Het strottenhoofd is een ingewikkelde structuur met drie functies. Het bevat een klep die de luchtweg beschermt tegen brokstukken, vooral bij het slikken (het strotklepje), het geeft structuur aan het verder zachte weefsel van de luchtweg, en het bevat het apparaat voor het vocaliseren. Onderstaand schema toont de plaats van het cricoïdkraakbeen onmiddellijk onder de stembanden en op aanraakafstand van het schildkraakbeen.
Binnen dit deel van de anatomie bevindt zich, net onder het kenmerk dat bekend staat als de adamsappel (schildkraakbeen), is het cricoïdkraakbeen meer dan een versterkende steun voor de luchtpijp. Het zit via synoviale gewrichten vast aan het schildklier- en het arytenoïdkraakbeen, en is zo sterk dat het een reeks ligamenten en spieren kan ondersteunen. De stemplooien zijn enkel bevestigd aan een klein stukje van het arytenoïd kraakbeen, dat op zijn beurt is bevestigd aan het cricoïd kraakbeen door middel van een kogelgewricht. Het schildkraakbeen zit ook vast aan het cricoïdkraakbeen.
Het cricoïdkraakbeen vormt een aanhechtingspunt voor drie spieren: de laterale cricoarytenoïdspier, de posterieure cricoarytenoïdspier en de cricothyroïdspier. Al deze spieren spelen een rol bij het openen, sluiten en strekken van de stembanden, en zijn essentieel voor de toonhoogte en kwaliteit van de stem.

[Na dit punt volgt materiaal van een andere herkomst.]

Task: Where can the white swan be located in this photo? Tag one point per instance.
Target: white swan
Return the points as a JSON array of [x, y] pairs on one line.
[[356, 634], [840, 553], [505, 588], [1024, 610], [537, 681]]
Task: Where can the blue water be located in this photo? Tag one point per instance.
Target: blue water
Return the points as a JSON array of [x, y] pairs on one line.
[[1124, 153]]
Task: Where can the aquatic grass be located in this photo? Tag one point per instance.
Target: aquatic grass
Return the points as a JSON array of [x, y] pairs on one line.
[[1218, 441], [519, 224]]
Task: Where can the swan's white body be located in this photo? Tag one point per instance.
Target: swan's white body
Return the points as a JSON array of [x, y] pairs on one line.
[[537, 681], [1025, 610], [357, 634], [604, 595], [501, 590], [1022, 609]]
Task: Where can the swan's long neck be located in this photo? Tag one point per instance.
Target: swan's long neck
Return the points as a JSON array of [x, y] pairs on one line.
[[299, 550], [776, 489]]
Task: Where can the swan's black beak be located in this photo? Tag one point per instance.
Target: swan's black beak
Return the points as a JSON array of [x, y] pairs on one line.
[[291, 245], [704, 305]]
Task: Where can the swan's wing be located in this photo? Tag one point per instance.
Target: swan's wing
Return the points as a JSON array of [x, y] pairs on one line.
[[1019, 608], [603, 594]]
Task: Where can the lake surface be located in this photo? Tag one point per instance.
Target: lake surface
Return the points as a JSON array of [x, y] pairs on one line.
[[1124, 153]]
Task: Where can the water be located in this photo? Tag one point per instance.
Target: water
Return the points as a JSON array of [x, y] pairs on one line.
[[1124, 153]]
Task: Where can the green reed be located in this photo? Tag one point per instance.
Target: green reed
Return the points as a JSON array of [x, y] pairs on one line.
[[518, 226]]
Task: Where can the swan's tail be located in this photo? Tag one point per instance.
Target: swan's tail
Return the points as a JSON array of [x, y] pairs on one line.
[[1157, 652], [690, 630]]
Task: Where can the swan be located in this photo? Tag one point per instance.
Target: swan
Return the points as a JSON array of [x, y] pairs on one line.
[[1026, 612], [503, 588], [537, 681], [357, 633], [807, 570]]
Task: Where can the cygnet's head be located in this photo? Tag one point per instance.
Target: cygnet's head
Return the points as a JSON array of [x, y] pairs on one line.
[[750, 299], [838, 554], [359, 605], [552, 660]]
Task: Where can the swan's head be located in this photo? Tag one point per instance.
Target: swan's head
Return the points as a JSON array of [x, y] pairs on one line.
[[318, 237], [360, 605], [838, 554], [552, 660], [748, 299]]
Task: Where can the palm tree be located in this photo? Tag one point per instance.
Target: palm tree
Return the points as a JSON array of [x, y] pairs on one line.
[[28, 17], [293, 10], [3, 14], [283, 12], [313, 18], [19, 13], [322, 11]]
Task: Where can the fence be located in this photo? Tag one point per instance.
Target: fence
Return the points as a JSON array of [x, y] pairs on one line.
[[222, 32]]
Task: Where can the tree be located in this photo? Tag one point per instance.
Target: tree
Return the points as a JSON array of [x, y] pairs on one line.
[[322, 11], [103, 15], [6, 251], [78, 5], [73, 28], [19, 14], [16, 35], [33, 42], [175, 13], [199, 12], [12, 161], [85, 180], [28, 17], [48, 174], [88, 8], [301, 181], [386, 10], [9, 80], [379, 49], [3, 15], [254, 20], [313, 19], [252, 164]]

In totaal zijn er negen kraakbenen te vinden in het strottenhoofd. Deze zijn ofwel enkelvoudig (cricoid, schildklier, epiglottis) of in paren (arytenoids, comiculates, cuneiforms) en worden, samen met het tongbeen, beschreven als het “viscerale skelet” van dit deel van de hals.
Functie van het cricoïdkraakbeen
De functie van het cricoïdkraakbeen is het bieden van aanhechtingen voor de spieren, kraakbenen en ligamenten van de cricothyroïd, het achterste cricoarytenoïd en het laterale cricoarytenoïd, die betrokken zijn bij de toonhoogte en de kwaliteit van de stem.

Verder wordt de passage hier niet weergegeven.